Quanto alle sanzioni economiche, le misure variano a seconda che il destinatario siano le regioni ucraine contese o la Russia. Per le prime (Crimea a partire dal 2014 e più recentemente Donetsk e Luhansk) si fa divieto ai cittadini dell’UE e alle imprese con sede nell’UE di importare beni o di effettuare investimenti in infrastrutture o settori economici strategici, di prestare servizi turistici o esportare alcuni tipi di tecnologia.
Le sanzioni alla Federazione Russa costituiscono un capitolo distinto: alle preesistenti restrizioni all’accesso al mercato dei capitali ed al commercio di armi e tecnologie del settore aeronautico e spaziale, si aggiungono divieti di operazioni con la Banca centrale russa e il divieto assoluto di accesso ai mercati finanziari e dei capitali Ue per le banche e le società russe.
Obiettivi ed effetti auspicati
Il colpo più duro è tuttavia incarnato dall’extrema ratio: l’esclusione delle banche russe dal circuito SWIFT. Chiudere questo sistema universale di pagamenti internazionali va nella direzione intrapresa dalla Commissione Europea di “ostacolare la macchina di guerra e propaganda ed erodere l’economia russa” bloccando le transazioni finanziarie e quindi gli ingranaggi commerciali dell’import-export. Studiando i casi in cui le vittime erano Iran e Venezuela, l’ex ministro delle Finanze russo Kudrin aveva stimato già nel 2014 un conseguente calo del Pil del 5% annuo, ma il rischio boomerang rimane elevato.
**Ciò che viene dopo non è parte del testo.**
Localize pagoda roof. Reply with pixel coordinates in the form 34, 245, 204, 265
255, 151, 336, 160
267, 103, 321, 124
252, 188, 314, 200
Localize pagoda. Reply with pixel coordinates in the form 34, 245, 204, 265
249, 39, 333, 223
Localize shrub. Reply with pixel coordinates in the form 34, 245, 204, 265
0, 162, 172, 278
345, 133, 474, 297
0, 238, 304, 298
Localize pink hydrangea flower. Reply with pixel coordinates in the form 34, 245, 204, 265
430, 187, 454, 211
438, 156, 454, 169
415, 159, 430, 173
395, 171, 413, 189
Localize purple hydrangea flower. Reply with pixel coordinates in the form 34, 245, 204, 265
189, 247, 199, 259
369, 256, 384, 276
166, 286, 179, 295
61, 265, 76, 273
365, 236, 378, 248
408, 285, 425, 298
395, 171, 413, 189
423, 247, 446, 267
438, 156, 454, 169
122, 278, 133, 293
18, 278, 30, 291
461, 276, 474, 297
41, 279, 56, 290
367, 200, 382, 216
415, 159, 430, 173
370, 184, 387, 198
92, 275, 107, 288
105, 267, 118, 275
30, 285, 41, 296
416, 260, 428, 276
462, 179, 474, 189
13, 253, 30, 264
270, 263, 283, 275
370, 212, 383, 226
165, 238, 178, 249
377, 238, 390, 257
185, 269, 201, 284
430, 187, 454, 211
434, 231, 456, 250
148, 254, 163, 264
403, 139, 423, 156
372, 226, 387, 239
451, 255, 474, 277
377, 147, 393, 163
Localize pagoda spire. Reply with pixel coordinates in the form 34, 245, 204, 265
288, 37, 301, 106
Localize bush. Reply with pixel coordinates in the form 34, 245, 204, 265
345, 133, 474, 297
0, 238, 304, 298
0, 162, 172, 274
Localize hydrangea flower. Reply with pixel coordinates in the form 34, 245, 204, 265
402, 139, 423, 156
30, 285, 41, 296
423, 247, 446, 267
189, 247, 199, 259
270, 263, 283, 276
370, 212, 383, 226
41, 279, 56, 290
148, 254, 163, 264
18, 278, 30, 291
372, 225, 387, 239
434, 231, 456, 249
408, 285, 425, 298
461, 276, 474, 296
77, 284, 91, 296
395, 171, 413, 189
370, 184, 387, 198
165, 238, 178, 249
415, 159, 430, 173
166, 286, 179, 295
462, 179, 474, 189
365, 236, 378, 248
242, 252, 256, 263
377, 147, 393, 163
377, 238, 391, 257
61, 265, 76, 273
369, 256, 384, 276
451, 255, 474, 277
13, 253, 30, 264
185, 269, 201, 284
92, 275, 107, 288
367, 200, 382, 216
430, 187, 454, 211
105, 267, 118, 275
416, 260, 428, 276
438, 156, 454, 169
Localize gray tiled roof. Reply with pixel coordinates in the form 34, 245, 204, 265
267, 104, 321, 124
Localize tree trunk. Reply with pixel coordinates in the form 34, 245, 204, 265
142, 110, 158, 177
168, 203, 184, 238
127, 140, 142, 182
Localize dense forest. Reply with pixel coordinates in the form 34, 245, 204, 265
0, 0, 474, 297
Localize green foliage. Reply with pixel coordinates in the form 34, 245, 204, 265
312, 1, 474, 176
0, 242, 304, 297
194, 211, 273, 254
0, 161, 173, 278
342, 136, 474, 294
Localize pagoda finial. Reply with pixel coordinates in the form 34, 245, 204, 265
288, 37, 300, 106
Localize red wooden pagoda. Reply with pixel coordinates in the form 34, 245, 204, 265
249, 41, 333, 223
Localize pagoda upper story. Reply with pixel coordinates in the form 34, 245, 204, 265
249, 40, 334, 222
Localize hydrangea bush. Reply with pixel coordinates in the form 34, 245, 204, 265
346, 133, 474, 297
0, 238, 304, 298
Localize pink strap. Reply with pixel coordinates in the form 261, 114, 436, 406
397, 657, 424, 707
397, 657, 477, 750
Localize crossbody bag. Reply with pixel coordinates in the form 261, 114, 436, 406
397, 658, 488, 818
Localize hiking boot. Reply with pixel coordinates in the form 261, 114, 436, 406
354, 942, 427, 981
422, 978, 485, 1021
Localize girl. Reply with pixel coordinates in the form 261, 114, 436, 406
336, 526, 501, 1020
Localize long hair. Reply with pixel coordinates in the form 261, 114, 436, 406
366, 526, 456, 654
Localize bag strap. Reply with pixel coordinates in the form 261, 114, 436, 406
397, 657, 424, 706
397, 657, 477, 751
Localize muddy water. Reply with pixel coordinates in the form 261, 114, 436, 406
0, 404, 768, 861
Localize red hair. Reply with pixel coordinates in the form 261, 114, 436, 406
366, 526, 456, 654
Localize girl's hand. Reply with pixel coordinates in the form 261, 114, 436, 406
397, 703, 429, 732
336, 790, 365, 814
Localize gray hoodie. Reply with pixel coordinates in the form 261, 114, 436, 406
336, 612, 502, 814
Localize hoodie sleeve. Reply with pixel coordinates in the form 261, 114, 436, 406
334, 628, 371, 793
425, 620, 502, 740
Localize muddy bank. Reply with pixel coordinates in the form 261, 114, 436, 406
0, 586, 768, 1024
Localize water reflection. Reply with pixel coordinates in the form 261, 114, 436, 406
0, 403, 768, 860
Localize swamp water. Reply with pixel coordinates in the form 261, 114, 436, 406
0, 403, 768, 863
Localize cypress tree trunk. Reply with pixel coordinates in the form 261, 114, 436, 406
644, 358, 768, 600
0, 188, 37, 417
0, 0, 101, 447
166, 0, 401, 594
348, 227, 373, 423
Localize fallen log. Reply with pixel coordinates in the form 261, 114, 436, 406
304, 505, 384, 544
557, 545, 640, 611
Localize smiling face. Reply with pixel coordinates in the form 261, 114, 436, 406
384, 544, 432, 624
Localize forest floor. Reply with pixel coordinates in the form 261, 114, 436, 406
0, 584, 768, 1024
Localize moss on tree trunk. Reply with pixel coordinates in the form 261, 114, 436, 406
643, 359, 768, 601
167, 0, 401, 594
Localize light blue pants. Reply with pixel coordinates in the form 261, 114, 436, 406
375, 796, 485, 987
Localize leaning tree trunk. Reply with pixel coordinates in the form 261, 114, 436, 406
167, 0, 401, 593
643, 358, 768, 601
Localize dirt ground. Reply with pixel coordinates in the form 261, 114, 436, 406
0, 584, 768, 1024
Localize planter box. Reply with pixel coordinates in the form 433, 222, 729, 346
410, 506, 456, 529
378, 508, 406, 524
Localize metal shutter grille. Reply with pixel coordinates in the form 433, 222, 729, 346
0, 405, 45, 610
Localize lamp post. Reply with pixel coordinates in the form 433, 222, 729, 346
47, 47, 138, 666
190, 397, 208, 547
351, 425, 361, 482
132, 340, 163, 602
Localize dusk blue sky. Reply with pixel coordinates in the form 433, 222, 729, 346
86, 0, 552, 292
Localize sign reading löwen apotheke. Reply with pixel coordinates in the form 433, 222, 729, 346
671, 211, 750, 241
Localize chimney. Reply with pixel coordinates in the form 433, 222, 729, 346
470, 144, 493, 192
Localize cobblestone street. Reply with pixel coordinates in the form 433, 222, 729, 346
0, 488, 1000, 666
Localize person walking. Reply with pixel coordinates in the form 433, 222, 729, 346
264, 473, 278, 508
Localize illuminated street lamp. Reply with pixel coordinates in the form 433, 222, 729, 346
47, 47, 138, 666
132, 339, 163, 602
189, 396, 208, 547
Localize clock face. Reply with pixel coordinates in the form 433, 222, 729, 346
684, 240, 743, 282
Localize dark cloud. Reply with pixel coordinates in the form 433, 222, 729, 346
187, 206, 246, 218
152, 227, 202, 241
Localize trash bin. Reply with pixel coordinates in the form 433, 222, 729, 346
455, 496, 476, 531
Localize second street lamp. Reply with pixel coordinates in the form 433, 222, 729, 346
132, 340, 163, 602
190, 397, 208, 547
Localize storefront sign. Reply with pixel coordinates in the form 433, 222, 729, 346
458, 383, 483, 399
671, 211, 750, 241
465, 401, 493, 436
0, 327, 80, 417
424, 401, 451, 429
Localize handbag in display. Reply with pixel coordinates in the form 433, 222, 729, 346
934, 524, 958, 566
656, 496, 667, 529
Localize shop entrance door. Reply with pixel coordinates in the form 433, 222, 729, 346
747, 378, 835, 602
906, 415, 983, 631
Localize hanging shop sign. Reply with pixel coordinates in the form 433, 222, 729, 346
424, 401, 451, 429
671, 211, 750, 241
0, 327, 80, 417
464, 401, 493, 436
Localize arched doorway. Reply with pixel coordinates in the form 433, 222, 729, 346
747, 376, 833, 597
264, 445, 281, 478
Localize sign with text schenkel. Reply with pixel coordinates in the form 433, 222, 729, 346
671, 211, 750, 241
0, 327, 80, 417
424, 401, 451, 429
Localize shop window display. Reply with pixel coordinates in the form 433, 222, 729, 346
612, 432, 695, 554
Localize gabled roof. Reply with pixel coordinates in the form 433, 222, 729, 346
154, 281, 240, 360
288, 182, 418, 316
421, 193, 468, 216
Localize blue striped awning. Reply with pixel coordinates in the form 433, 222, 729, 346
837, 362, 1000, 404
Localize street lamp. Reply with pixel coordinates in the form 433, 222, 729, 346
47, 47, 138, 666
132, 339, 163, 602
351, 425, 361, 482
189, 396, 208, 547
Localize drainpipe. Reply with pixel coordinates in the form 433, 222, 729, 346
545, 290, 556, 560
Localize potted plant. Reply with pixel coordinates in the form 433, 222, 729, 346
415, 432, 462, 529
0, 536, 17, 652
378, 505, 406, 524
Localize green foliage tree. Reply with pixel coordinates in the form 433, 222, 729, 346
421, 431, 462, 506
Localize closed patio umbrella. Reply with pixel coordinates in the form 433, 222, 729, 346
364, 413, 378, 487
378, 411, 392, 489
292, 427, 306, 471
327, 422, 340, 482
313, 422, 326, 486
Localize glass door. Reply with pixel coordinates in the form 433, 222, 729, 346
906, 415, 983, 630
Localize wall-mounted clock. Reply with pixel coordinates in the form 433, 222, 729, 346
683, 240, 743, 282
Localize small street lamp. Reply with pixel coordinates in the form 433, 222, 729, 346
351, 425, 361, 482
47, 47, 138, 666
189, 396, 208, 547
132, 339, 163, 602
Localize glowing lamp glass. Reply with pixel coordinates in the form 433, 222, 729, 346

Nell’era della globalizzazione più sfrenata, infatti, i legami occidentali con il commercio russo ne escono indeboliti e senza alternative disponibili possono causare difficoltà produttive pesanti. Su tutti, la Germania ha già dovuto rinunciare al progetto del Nord Stream 2, e le intenzioni di tagliare il cordone ombelicale, rinvigorito negli anni con Merkel e Schröder, obbligano Berlino a trovare nuovi partner energetici. Obbligo che condivide tutta l’Europa, che cerca il gas algerino ed allo stesso tempo una strategia credibile per diversificare le fonti di approvvigionamento senza creare squilibri per le proprie industrie.
Sul piano energetico come su quello finanziario è poi impensabile che il Cremlino non abbia previsto ritorsioni prima dell’invasione del territorio ucraino e, infatti, i timori che Mosca e Pechino siano pronti non solo a rafforzare le relazioni commerciali, ma anche a disporre di una piattaforma alternativa e concorrenziale allo SWIFT, crescono all’allungarsi del conflitto.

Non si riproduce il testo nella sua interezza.